Class KMeansPlusPlusClusterer<T extends Clusterable>

  • Type Parameters:
    T - type of the points to cluster

    public class KMeansPlusPlusClusterer<T extends Clusterable>
    extends Clusterer<T>
    Clustering algorithm based on David Arthur and Sergei Vassilvitski k-means++ algorithm.
    Since:
    3.2
    See Also:
    K-means++ (wikipedia)
    • Field Detail

      • k

        private final int k
        The number of clusters.
      • maxIterations

        private final int maxIterations
        The maximum number of iterations.
      • random

        private final RandomGenerator random
        Random generator for choosing initial centers.
    • Constructor Detail

      • KMeansPlusPlusClusterer

        public KMeansPlusPlusClusterer​(int k)
        Build a clusterer.

        The default strategy for handling empty clusters that may appear during algorithm iterations is to split the cluster with largest distance variance.

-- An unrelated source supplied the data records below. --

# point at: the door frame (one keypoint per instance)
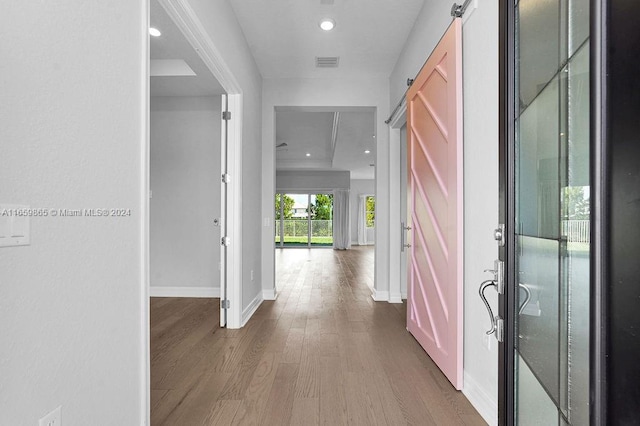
(506, 211)
(189, 24)
(187, 21)
(599, 267)
(397, 120)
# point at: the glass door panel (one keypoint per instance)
(321, 220)
(552, 220)
(296, 220)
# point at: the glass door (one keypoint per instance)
(321, 220)
(304, 220)
(548, 228)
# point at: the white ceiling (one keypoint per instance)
(310, 130)
(285, 37)
(173, 45)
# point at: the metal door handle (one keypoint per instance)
(483, 287)
(527, 299)
(403, 228)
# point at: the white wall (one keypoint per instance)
(72, 310)
(319, 92)
(185, 180)
(480, 57)
(359, 187)
(311, 180)
(222, 26)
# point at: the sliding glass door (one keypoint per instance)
(304, 220)
(548, 219)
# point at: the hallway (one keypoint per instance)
(323, 353)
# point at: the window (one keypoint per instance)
(371, 212)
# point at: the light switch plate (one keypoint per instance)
(15, 228)
(54, 418)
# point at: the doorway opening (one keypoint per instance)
(324, 194)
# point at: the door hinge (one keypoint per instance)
(500, 329)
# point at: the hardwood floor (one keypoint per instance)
(323, 353)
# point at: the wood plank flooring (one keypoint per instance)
(322, 353)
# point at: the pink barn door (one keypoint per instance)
(434, 151)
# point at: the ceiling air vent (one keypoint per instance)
(327, 61)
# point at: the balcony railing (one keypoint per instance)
(296, 231)
(576, 231)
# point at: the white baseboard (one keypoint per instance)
(486, 405)
(184, 291)
(251, 309)
(269, 294)
(395, 298)
(380, 296)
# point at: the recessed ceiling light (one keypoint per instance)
(327, 24)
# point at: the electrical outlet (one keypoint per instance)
(54, 418)
(486, 341)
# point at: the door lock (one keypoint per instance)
(498, 235)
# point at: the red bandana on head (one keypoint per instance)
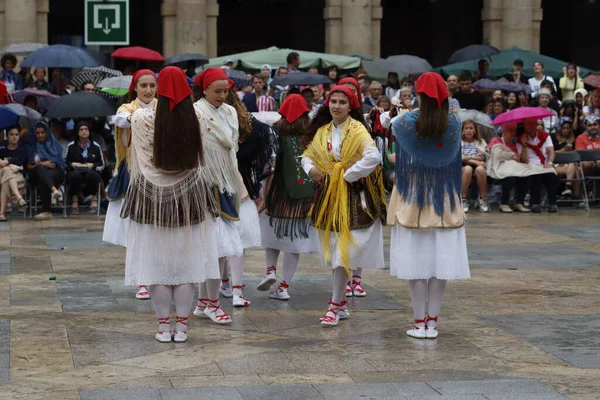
(138, 75)
(172, 84)
(353, 82)
(434, 86)
(294, 106)
(211, 75)
(354, 104)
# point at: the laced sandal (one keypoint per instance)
(216, 313)
(269, 280)
(417, 331)
(240, 300)
(281, 293)
(163, 336)
(431, 332)
(180, 336)
(331, 317)
(357, 287)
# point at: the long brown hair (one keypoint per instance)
(177, 141)
(433, 119)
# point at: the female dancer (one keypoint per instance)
(170, 237)
(350, 200)
(219, 126)
(289, 196)
(142, 94)
(428, 244)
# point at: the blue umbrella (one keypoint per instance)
(60, 56)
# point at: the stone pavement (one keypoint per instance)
(524, 327)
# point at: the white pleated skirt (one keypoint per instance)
(299, 245)
(429, 253)
(171, 256)
(115, 228)
(366, 252)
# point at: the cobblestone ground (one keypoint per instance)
(524, 327)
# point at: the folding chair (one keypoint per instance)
(573, 157)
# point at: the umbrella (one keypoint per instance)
(81, 105)
(137, 53)
(181, 60)
(473, 52)
(27, 116)
(22, 49)
(94, 75)
(405, 65)
(60, 56)
(43, 97)
(592, 80)
(300, 79)
(520, 114)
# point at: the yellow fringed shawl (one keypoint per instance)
(332, 214)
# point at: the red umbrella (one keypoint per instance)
(137, 53)
(592, 80)
(520, 114)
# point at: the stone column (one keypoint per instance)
(192, 27)
(43, 8)
(333, 26)
(169, 14)
(20, 21)
(212, 14)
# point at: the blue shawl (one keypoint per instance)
(50, 150)
(428, 168)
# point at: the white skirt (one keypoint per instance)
(366, 251)
(299, 245)
(171, 256)
(115, 228)
(429, 253)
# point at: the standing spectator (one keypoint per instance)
(40, 82)
(11, 79)
(569, 82)
(467, 96)
(536, 81)
(46, 167)
(13, 159)
(84, 165)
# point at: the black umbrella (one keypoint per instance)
(300, 79)
(182, 60)
(473, 52)
(81, 105)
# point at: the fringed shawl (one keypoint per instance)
(163, 199)
(220, 147)
(428, 169)
(256, 155)
(332, 213)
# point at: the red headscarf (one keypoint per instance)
(354, 83)
(434, 86)
(354, 104)
(172, 83)
(211, 75)
(293, 107)
(138, 75)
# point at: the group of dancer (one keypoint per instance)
(198, 180)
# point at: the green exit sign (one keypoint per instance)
(107, 22)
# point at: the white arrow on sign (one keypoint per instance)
(105, 28)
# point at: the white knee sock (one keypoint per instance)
(418, 296)
(340, 278)
(290, 265)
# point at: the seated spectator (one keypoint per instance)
(84, 165)
(474, 154)
(540, 152)
(506, 161)
(13, 159)
(45, 166)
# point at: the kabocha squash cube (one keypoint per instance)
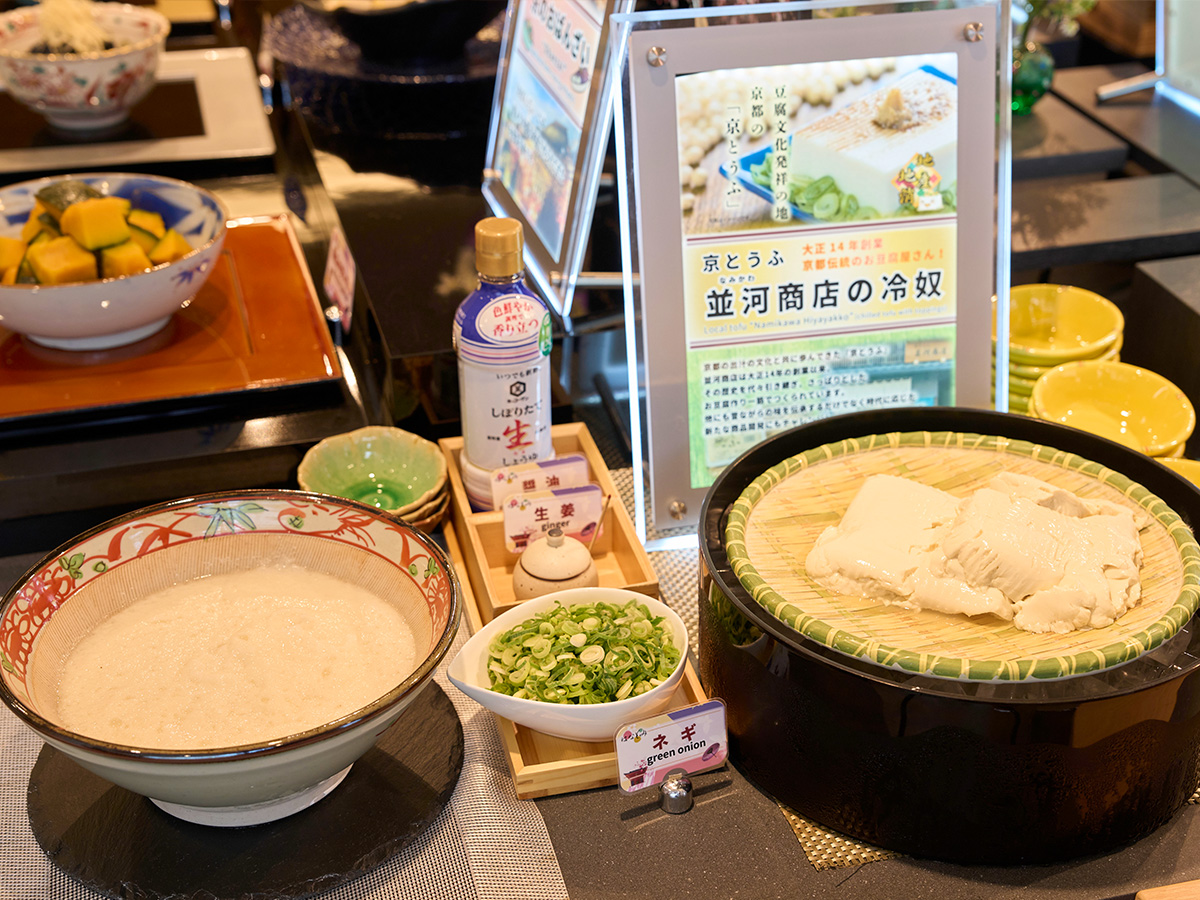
(97, 222)
(123, 259)
(147, 221)
(12, 251)
(61, 261)
(143, 238)
(172, 246)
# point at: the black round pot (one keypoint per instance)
(993, 773)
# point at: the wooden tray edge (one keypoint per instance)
(549, 777)
(475, 555)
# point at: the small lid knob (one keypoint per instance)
(556, 557)
(498, 246)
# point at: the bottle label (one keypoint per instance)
(505, 413)
(508, 329)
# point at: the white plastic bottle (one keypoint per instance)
(502, 339)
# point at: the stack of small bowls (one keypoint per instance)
(383, 467)
(1053, 324)
(1132, 406)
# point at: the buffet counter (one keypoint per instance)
(64, 477)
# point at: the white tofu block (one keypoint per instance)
(863, 156)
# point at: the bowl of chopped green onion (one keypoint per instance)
(576, 664)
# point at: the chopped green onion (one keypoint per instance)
(591, 653)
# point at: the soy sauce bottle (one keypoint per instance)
(502, 337)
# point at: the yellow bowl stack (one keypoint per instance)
(1053, 324)
(1132, 406)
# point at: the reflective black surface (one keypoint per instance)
(972, 773)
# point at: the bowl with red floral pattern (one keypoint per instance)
(228, 655)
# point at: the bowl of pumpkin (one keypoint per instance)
(103, 259)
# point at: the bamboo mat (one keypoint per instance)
(779, 517)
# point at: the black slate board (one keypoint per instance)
(121, 845)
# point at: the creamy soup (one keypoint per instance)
(234, 659)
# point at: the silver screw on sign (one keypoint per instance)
(676, 793)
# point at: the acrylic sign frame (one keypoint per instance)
(648, 159)
(553, 271)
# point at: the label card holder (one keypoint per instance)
(691, 739)
(576, 510)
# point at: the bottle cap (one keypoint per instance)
(498, 245)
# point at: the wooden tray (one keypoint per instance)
(255, 327)
(621, 558)
(543, 765)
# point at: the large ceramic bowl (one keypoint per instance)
(111, 312)
(593, 723)
(1132, 406)
(83, 90)
(384, 467)
(1050, 324)
(72, 591)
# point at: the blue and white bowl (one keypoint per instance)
(112, 312)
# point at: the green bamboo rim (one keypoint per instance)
(952, 667)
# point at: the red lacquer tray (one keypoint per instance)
(256, 325)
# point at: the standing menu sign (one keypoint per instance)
(811, 216)
(549, 132)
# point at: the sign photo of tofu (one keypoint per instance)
(889, 153)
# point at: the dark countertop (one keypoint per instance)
(1055, 139)
(1066, 222)
(1161, 132)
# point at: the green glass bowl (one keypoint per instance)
(383, 467)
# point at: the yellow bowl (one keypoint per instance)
(1050, 324)
(1132, 406)
(1032, 373)
(1188, 468)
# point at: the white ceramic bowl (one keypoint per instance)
(594, 721)
(47, 612)
(111, 312)
(83, 90)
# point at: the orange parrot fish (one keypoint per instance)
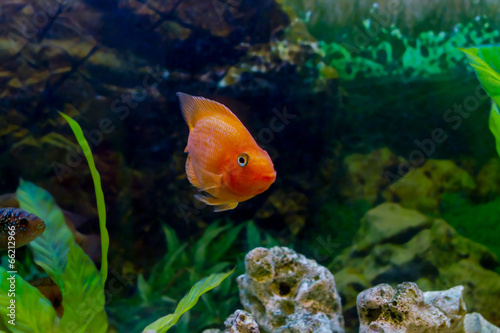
(224, 161)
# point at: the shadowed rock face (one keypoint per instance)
(408, 309)
(285, 292)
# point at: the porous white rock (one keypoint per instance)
(286, 292)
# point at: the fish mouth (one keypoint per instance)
(268, 177)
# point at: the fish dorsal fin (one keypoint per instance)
(193, 108)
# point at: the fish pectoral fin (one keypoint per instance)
(226, 206)
(210, 181)
(220, 205)
(190, 173)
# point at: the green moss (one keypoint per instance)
(391, 54)
(478, 222)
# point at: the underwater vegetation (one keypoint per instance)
(82, 288)
(336, 97)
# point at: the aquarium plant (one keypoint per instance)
(81, 285)
(486, 62)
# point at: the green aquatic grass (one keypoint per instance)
(495, 125)
(486, 62)
(101, 207)
(34, 313)
(178, 270)
(56, 251)
(479, 223)
(187, 302)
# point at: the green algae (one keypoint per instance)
(391, 54)
(478, 222)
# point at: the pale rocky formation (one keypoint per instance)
(408, 309)
(241, 322)
(475, 323)
(395, 244)
(238, 322)
(286, 292)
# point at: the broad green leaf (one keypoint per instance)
(33, 312)
(495, 124)
(101, 207)
(187, 302)
(486, 62)
(73, 271)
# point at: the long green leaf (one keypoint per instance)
(187, 302)
(33, 312)
(495, 124)
(486, 62)
(73, 271)
(101, 207)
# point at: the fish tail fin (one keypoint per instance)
(220, 205)
(193, 108)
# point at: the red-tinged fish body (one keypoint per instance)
(224, 160)
(18, 228)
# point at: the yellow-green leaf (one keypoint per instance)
(33, 312)
(187, 302)
(96, 178)
(495, 124)
(56, 251)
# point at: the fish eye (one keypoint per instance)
(242, 159)
(24, 222)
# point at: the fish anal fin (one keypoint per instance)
(220, 205)
(226, 206)
(190, 173)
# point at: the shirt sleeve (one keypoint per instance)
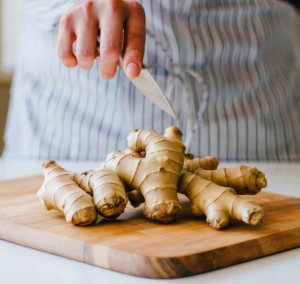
(46, 14)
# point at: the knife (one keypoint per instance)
(147, 85)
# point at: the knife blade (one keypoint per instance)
(147, 85)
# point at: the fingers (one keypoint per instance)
(66, 38)
(82, 22)
(111, 38)
(134, 39)
(86, 29)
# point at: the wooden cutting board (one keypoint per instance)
(137, 246)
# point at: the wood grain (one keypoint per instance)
(137, 246)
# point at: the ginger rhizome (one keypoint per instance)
(60, 192)
(107, 189)
(156, 175)
(152, 170)
(218, 203)
(243, 179)
(192, 164)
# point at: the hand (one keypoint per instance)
(117, 20)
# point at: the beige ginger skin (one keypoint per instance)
(156, 175)
(152, 170)
(60, 192)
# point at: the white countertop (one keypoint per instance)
(20, 264)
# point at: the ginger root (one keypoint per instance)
(154, 175)
(60, 192)
(107, 189)
(218, 203)
(244, 180)
(152, 170)
(192, 164)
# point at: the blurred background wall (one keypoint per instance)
(11, 27)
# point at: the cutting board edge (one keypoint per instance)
(148, 266)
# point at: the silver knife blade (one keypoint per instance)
(147, 85)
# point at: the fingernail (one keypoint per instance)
(132, 70)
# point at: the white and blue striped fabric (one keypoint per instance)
(230, 69)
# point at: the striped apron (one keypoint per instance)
(230, 69)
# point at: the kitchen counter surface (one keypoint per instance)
(20, 264)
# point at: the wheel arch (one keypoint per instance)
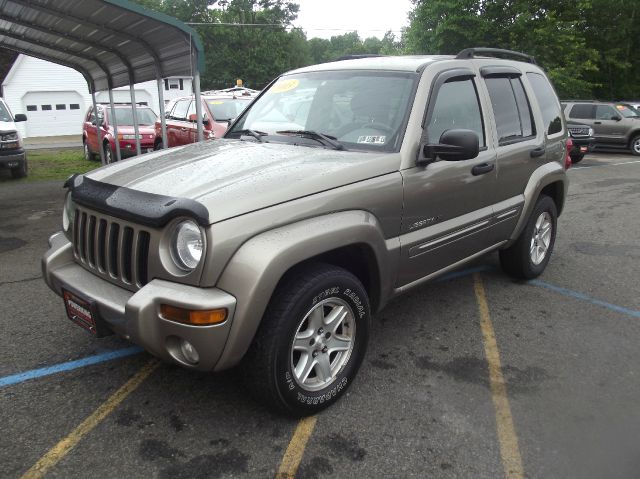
(352, 240)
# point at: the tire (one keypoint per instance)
(109, 157)
(277, 366)
(576, 158)
(88, 156)
(20, 171)
(635, 145)
(528, 256)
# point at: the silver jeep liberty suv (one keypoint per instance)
(342, 186)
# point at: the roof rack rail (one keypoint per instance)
(468, 53)
(357, 56)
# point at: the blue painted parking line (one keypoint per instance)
(68, 366)
(584, 297)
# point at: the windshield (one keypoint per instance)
(361, 109)
(627, 111)
(227, 109)
(4, 113)
(124, 116)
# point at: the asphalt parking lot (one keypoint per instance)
(473, 375)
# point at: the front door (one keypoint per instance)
(448, 204)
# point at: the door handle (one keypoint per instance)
(482, 169)
(535, 153)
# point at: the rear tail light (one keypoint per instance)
(567, 158)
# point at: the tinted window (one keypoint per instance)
(548, 102)
(180, 110)
(583, 110)
(456, 107)
(605, 112)
(510, 108)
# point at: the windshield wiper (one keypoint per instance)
(256, 134)
(326, 140)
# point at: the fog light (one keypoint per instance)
(189, 352)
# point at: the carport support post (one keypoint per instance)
(134, 109)
(196, 90)
(163, 119)
(114, 122)
(98, 126)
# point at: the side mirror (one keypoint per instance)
(454, 145)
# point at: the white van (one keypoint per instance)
(12, 154)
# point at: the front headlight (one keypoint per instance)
(186, 245)
(67, 213)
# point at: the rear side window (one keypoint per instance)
(511, 109)
(180, 110)
(456, 107)
(548, 102)
(583, 111)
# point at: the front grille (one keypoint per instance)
(579, 131)
(112, 249)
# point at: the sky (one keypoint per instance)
(370, 18)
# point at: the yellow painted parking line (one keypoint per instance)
(55, 454)
(509, 450)
(295, 450)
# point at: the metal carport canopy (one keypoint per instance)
(112, 43)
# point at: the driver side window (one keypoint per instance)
(456, 107)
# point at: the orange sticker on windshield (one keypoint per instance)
(285, 85)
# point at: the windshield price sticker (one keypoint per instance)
(285, 85)
(373, 140)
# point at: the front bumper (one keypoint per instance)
(136, 315)
(12, 159)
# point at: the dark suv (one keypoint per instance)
(615, 125)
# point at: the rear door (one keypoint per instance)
(448, 204)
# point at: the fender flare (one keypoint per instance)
(254, 271)
(542, 177)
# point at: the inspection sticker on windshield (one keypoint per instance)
(373, 140)
(284, 85)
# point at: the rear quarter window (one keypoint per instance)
(548, 101)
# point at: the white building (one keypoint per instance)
(55, 98)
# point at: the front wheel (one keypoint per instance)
(635, 145)
(311, 341)
(528, 256)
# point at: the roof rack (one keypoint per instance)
(357, 56)
(468, 53)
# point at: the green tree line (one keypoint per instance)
(589, 48)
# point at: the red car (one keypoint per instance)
(124, 120)
(218, 110)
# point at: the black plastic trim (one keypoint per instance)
(500, 71)
(139, 207)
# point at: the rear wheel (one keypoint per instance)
(635, 145)
(311, 341)
(21, 170)
(528, 256)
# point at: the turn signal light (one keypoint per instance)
(197, 317)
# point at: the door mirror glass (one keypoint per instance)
(454, 145)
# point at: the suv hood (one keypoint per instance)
(233, 177)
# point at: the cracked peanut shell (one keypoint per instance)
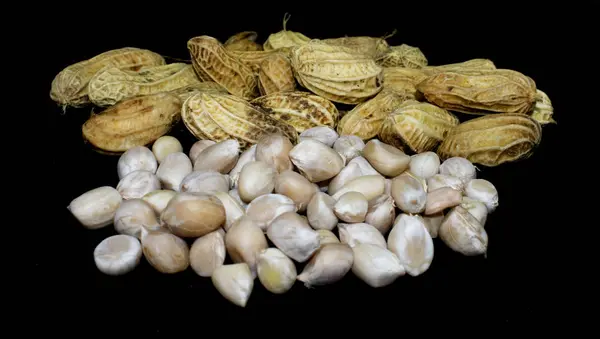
(212, 62)
(136, 121)
(337, 73)
(114, 84)
(218, 117)
(70, 86)
(302, 110)
(481, 91)
(243, 41)
(492, 140)
(417, 126)
(403, 81)
(276, 75)
(365, 120)
(403, 56)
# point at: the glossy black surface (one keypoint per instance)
(502, 289)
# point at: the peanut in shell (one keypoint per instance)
(492, 140)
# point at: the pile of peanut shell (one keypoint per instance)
(334, 203)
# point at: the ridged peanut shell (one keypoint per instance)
(543, 109)
(302, 110)
(206, 86)
(417, 126)
(276, 75)
(469, 65)
(366, 119)
(336, 73)
(403, 81)
(480, 92)
(70, 86)
(136, 121)
(403, 56)
(492, 140)
(219, 117)
(212, 62)
(243, 41)
(254, 59)
(114, 84)
(370, 46)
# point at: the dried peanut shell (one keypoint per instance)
(212, 62)
(371, 46)
(417, 126)
(302, 110)
(492, 140)
(473, 65)
(114, 84)
(543, 109)
(70, 86)
(365, 120)
(243, 41)
(132, 122)
(219, 117)
(403, 56)
(403, 81)
(276, 75)
(480, 92)
(336, 73)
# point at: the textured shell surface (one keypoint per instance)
(492, 140)
(543, 109)
(114, 84)
(371, 46)
(243, 41)
(253, 59)
(212, 62)
(70, 86)
(285, 39)
(403, 81)
(337, 73)
(132, 122)
(417, 126)
(207, 86)
(365, 120)
(219, 117)
(403, 56)
(480, 92)
(473, 64)
(276, 75)
(303, 110)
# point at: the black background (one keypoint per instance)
(506, 288)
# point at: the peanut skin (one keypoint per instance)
(442, 198)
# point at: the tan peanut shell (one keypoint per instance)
(276, 75)
(469, 65)
(480, 92)
(403, 81)
(370, 46)
(212, 62)
(365, 120)
(336, 73)
(403, 56)
(243, 41)
(302, 110)
(543, 109)
(285, 38)
(219, 117)
(70, 86)
(113, 84)
(492, 140)
(253, 59)
(417, 126)
(207, 86)
(132, 122)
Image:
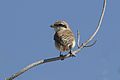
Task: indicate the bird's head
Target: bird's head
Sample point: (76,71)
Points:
(60,25)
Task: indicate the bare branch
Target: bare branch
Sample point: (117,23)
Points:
(98,26)
(91,44)
(78,38)
(65,56)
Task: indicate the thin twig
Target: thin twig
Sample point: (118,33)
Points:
(78,38)
(65,56)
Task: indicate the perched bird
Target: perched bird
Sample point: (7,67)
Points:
(63,37)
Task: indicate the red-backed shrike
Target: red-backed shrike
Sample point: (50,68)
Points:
(63,37)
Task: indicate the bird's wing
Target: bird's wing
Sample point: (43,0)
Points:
(64,37)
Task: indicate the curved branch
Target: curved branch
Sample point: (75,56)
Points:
(64,56)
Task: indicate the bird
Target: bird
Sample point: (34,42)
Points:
(64,38)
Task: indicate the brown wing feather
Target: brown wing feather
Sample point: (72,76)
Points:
(64,39)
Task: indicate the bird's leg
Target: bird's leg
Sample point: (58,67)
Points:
(73,55)
(62,56)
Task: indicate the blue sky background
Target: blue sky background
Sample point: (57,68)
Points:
(25,37)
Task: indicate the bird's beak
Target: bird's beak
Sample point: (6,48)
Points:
(52,26)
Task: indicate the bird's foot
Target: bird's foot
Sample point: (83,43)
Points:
(71,54)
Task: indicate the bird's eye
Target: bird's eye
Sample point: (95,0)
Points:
(62,25)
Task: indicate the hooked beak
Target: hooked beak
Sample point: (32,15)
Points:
(52,26)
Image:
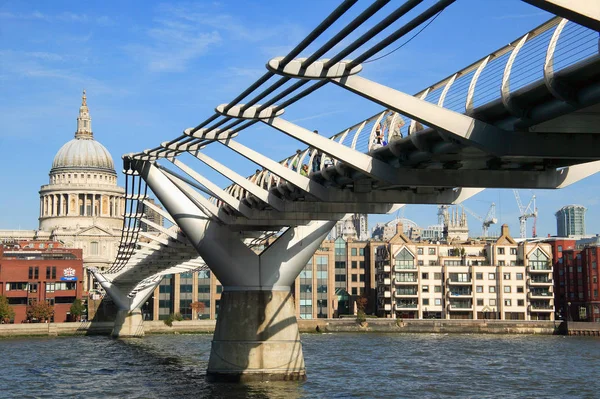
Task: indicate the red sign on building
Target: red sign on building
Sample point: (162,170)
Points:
(36,271)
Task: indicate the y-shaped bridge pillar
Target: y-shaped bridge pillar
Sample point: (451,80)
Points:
(129,321)
(256,336)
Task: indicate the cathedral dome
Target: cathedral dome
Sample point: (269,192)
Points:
(83,152)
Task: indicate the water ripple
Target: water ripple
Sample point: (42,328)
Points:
(339,366)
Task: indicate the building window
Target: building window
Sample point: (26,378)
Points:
(93,248)
(519,276)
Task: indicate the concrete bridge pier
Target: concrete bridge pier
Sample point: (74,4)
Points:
(256,336)
(128,322)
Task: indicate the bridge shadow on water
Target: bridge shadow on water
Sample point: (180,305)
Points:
(154,367)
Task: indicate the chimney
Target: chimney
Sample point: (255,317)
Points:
(399,228)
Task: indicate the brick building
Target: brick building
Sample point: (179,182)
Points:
(576,278)
(35,271)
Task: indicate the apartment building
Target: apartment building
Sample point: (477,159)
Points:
(340,272)
(497,279)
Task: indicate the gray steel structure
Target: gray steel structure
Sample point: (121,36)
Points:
(458,139)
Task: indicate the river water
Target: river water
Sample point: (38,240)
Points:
(338,366)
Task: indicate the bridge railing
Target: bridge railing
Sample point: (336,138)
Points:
(547,49)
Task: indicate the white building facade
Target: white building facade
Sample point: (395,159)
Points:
(81,206)
(490,280)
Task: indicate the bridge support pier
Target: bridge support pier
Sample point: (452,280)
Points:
(256,338)
(128,324)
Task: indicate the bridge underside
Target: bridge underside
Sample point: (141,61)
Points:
(545,134)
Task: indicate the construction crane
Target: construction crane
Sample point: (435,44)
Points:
(489,220)
(526,212)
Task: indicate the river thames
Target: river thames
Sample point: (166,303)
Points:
(338,366)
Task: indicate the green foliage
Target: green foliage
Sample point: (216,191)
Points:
(40,310)
(173,317)
(6,312)
(77,308)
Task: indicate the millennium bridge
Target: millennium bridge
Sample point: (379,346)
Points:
(524,116)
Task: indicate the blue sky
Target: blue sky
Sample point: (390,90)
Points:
(152,69)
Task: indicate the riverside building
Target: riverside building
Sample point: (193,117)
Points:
(81,206)
(576,284)
(497,279)
(36,271)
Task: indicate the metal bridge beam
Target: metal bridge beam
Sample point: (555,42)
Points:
(584,12)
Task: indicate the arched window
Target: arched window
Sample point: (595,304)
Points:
(538,260)
(94,248)
(404,260)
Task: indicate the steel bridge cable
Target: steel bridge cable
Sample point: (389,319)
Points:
(424,16)
(406,42)
(352,26)
(322,27)
(385,23)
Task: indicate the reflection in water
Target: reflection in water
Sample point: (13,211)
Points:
(338,365)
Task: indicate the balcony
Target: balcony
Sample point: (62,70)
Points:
(539,269)
(540,295)
(539,281)
(406,306)
(455,281)
(406,282)
(407,294)
(460,306)
(462,293)
(541,308)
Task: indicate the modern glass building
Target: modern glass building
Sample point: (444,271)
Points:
(570,221)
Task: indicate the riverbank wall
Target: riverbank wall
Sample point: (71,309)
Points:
(348,325)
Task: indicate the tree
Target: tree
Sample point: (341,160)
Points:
(77,309)
(6,312)
(41,311)
(198,307)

        The euclidean distance will be used as default distance measure.

        Parameters:
        k - the number of clusters to split the data into
      • KMeansPlusPlusClusterer

        public KMeansPlusPlusClusterer​(int k,
                                       int maxIterations)
        Build a clusterer.

        The default strategy for handling empty clusters that may appear during algorithm iterations is to split the cluster with largest distance variance.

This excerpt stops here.